At DerivateX, we track AI citation data across client sites. The pattern is consistent. The sites that appear most frequently in ChatGPT, Perplexity, and Claude responses are the sites with strong traditional SEO foundations, meaningful third-party coverage, and content written to answer the specific questions their target audience asks. LLMs.txt supports that work. It does not substitute for it.
| The five levers that actually drive AI citation frequency: 1. Entity authority: consistent, structured brand mentions across sources AI models trust 2. Third-party coverage: citations on domains that AI systems assess as high-credibility 3. Answer-first content: direct responses to questions before elaborating on context 4. Technical accessibility: clean crawlability, no JavaScript walls, server-side rendering 5. LLMs.txt: a 30-minute investment that organises everything above for AI consumption |
Frequently Asked Questions
1. What does a bad llms.txt look like in practice?
Four patterns produce poor outcomes consistently.
First, treating it as a sitemap and listing every URL on the site with no descriptions.
Second, writing vague link labels like “click here” or “read more” that give an AI tool no context about what it will find.
Third, letting the file go stale so it points to pages that have been moved, merged, or deleted.
Fourth, building llms-full.txt without a token budget in mind and producing a file so large it overwhelms the model context windows it is meant to help.
2. How does llms.txt relate to MCP servers?

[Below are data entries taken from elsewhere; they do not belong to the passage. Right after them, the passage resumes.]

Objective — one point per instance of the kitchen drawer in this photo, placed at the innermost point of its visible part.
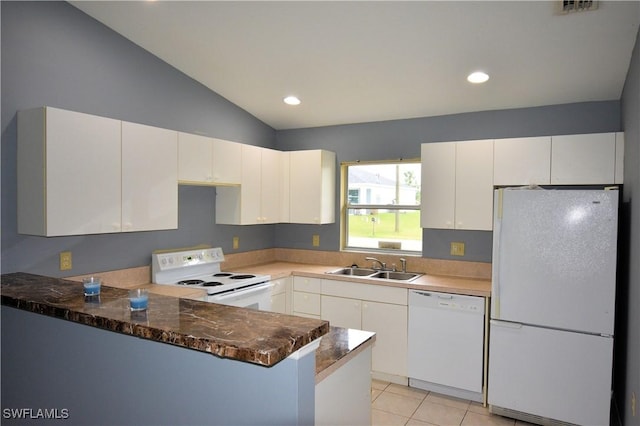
(309, 285)
(308, 303)
(374, 293)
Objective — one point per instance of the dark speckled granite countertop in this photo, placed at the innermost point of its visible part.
(257, 337)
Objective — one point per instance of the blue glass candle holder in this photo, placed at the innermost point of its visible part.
(138, 299)
(91, 286)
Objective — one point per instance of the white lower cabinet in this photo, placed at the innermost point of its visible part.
(344, 397)
(390, 324)
(281, 295)
(342, 312)
(376, 308)
(306, 297)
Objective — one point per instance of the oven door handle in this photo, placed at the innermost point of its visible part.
(243, 292)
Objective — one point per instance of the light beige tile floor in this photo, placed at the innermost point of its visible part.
(393, 404)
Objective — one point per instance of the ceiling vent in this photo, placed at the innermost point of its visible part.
(569, 6)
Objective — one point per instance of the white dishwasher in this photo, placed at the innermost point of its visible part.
(446, 343)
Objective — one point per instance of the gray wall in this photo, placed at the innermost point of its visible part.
(55, 55)
(628, 309)
(402, 139)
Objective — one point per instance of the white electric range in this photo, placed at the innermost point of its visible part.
(201, 269)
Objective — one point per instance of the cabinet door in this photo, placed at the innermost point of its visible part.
(438, 185)
(83, 181)
(285, 180)
(250, 187)
(583, 159)
(312, 186)
(390, 324)
(270, 186)
(341, 312)
(522, 161)
(149, 178)
(195, 155)
(474, 185)
(227, 160)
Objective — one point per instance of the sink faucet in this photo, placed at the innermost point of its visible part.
(383, 265)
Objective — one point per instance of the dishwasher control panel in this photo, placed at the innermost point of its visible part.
(449, 301)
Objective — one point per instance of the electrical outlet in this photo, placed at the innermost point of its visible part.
(457, 249)
(65, 261)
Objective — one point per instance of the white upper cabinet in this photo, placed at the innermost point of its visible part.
(83, 174)
(270, 188)
(583, 159)
(312, 186)
(438, 185)
(457, 185)
(522, 161)
(257, 199)
(68, 173)
(474, 185)
(149, 178)
(208, 161)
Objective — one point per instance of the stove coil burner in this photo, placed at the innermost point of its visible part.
(212, 284)
(190, 282)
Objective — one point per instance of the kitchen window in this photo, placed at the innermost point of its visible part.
(381, 206)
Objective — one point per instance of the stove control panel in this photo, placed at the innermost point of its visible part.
(182, 259)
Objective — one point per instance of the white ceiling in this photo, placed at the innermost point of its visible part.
(362, 61)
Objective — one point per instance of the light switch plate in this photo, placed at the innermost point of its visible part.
(66, 261)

Model Context Protocol (MCP) is a standard for exposing structured data sources directly to AI agents. Platforms like Mintlify now provision an MCP server alongside llms.txt and llms-full.txt, turning your documentation into a queryable knowledge layer rather than a static file an agent reads once.
Think of llms.txt as the entry point and an MCP server as the deeper integration. Most sites are not at MCP stage yet. LLMs.txt is the right starting point for almost everyone.

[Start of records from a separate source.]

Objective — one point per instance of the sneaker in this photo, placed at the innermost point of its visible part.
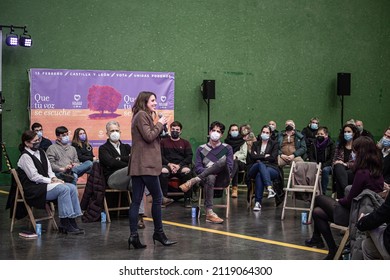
(166, 201)
(188, 185)
(257, 206)
(315, 243)
(187, 203)
(213, 218)
(271, 192)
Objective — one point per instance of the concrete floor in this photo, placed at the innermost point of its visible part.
(245, 235)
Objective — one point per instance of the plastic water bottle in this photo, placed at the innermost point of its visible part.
(39, 229)
(103, 217)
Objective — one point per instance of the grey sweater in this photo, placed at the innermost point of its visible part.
(61, 155)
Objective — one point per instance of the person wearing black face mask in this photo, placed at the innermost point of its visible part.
(322, 150)
(176, 156)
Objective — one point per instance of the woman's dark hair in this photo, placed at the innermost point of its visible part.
(341, 140)
(27, 136)
(141, 102)
(76, 138)
(368, 156)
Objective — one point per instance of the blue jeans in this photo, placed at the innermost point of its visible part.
(67, 198)
(153, 185)
(326, 171)
(263, 176)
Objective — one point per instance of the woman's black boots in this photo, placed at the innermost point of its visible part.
(66, 227)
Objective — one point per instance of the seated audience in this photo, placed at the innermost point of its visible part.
(83, 148)
(343, 159)
(384, 145)
(40, 184)
(368, 175)
(263, 167)
(63, 157)
(44, 143)
(322, 151)
(235, 140)
(361, 131)
(213, 166)
(292, 145)
(376, 245)
(275, 132)
(114, 159)
(176, 154)
(310, 132)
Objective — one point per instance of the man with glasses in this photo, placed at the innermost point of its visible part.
(63, 158)
(176, 154)
(214, 165)
(44, 142)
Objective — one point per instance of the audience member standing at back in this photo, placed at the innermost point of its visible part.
(343, 159)
(292, 145)
(322, 151)
(240, 151)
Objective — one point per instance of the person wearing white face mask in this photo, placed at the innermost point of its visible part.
(263, 167)
(343, 160)
(236, 141)
(384, 145)
(44, 143)
(310, 132)
(214, 165)
(361, 131)
(63, 157)
(114, 159)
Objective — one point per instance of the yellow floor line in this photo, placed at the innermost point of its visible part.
(257, 239)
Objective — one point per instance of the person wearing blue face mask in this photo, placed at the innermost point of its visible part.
(235, 140)
(176, 154)
(384, 145)
(83, 147)
(44, 143)
(343, 159)
(310, 132)
(63, 158)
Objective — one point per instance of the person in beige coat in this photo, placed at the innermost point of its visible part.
(145, 166)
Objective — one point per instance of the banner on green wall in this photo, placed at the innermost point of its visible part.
(90, 98)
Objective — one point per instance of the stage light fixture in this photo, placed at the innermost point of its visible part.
(25, 39)
(12, 39)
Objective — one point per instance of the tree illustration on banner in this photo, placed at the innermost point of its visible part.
(103, 99)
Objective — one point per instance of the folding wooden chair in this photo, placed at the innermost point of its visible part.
(225, 205)
(303, 180)
(19, 198)
(344, 240)
(119, 206)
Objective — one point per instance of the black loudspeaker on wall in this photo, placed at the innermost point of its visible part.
(208, 89)
(343, 83)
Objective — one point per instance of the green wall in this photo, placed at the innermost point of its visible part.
(274, 59)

3. Can a competitor read my llms.txt and use it against me?
Indirectly, yes. Your llms.txt is a public file that tells anyone who reads it exactly which pages you consider your highest-value content.

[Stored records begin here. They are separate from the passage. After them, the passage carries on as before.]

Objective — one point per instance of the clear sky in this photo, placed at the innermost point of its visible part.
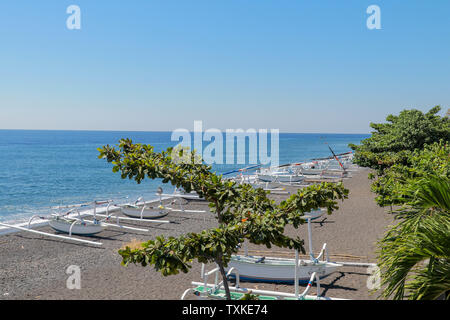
(299, 66)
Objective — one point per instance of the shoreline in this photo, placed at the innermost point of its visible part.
(34, 267)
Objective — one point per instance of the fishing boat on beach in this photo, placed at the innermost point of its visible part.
(142, 210)
(216, 290)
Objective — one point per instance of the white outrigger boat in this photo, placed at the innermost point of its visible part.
(216, 291)
(279, 175)
(72, 222)
(281, 270)
(142, 210)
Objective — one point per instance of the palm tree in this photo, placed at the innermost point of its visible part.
(414, 255)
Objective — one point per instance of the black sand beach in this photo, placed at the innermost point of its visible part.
(34, 267)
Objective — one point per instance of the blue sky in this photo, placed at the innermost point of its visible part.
(298, 66)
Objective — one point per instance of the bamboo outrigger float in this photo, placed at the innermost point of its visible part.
(280, 270)
(73, 222)
(205, 290)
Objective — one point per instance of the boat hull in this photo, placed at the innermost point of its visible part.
(79, 228)
(280, 178)
(278, 270)
(148, 213)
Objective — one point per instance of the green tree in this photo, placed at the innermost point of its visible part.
(393, 185)
(415, 254)
(393, 142)
(243, 212)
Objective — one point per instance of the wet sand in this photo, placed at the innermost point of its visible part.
(34, 266)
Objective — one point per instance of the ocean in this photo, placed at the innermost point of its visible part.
(40, 169)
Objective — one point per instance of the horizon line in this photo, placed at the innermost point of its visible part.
(164, 131)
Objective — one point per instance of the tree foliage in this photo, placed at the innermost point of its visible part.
(393, 186)
(411, 157)
(415, 254)
(243, 212)
(392, 142)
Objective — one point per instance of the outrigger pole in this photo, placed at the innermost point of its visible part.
(50, 234)
(337, 159)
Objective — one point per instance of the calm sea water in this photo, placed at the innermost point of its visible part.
(40, 169)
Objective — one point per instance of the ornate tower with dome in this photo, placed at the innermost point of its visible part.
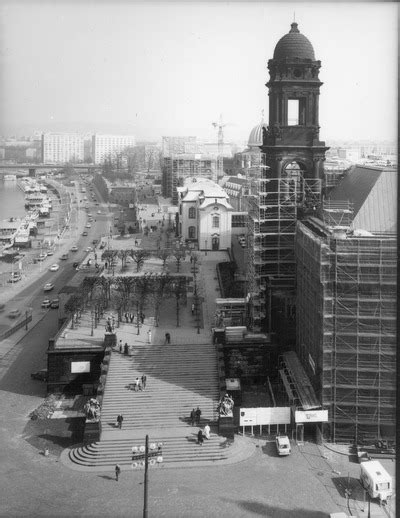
(291, 140)
(288, 182)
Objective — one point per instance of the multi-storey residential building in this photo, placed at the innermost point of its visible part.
(176, 169)
(104, 146)
(60, 148)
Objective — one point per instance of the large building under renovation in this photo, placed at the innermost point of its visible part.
(322, 262)
(289, 183)
(346, 306)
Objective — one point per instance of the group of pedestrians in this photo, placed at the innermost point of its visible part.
(201, 434)
(140, 383)
(195, 416)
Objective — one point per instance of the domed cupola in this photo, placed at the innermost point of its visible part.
(294, 45)
(256, 135)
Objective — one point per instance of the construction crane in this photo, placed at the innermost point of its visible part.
(220, 127)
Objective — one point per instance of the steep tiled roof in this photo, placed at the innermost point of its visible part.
(373, 193)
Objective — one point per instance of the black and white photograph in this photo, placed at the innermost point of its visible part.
(198, 258)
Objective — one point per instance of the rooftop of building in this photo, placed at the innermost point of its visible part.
(372, 191)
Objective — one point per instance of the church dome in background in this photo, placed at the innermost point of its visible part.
(294, 45)
(256, 135)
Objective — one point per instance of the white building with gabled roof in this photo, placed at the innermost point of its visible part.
(205, 214)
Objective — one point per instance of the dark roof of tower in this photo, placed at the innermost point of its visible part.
(294, 45)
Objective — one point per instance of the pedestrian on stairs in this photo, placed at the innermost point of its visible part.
(198, 415)
(117, 471)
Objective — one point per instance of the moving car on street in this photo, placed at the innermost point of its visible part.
(40, 375)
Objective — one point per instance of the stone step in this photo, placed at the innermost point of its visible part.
(106, 454)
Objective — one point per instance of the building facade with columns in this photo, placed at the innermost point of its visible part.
(204, 214)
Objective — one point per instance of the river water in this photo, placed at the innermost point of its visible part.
(12, 200)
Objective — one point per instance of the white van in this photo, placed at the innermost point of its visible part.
(376, 480)
(283, 445)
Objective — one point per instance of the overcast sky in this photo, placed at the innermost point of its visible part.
(171, 68)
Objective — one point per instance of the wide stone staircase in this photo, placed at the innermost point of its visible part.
(179, 377)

A competitor can use it to identify your pillar pages, pricing strategy, and case study positioning. This is not a reason to avoid building the file, but it is a reason to be deliberate.
Do not link to internal strategy pages, unpublished drafts at obscure URLs, or any content that reveals positioning you have not yet made public.
4. Does llms.txt help with Perplexity citations specifically?
Perplexity operates as a real-time retrieval system. When it answers a query it fetches live web pages and cites them directly. A well-structured llms.txt may help PerplexityBot navigate to your most relevant pages faster during a retrieval pass.
But whether your content gets cited still depends on whether it ranks well enough to enter the retrieval pool in the first place. LLMs.txt improves navigation quality. It does not substitute for the content authority that determines whether your pages get pulled into a Perplexity response at all.
5. How do AI agents actually use llms.txt during a live workflow?
When a developer asks an AI coding assistant a product-specific question, the agent first checks whether an llms.txt file exists at the relevant domain. If it does, the agent reads it to identify which pages are most relevant before fetching them individually.
Without the file, the agent either guesses from URL structure, attempts a broad crawl, or falls back on training data that may be months out of date. A well-written llms.txt reduces retrieval errors and improves the accuracy of answers about your product without requiring the user to do anything differently.
6. Is there a way to verify that AI tools are actually reading our llms.txt?
Yes. Check your server access logs for requests to /llms.txt and /llms-full.txt and filter by known AI crawler user-agents, including GPTBot, ClaudeBot, PerplexityBot, and Google-Extended.
You can also embed a unique honeypot link inside the file that only an automated reader would follow, then monitor for any traffic to that URL. Cloudflare Analytics breaks down bot traffic by user-agent and makes this straightforward to set up without touching raw server logs.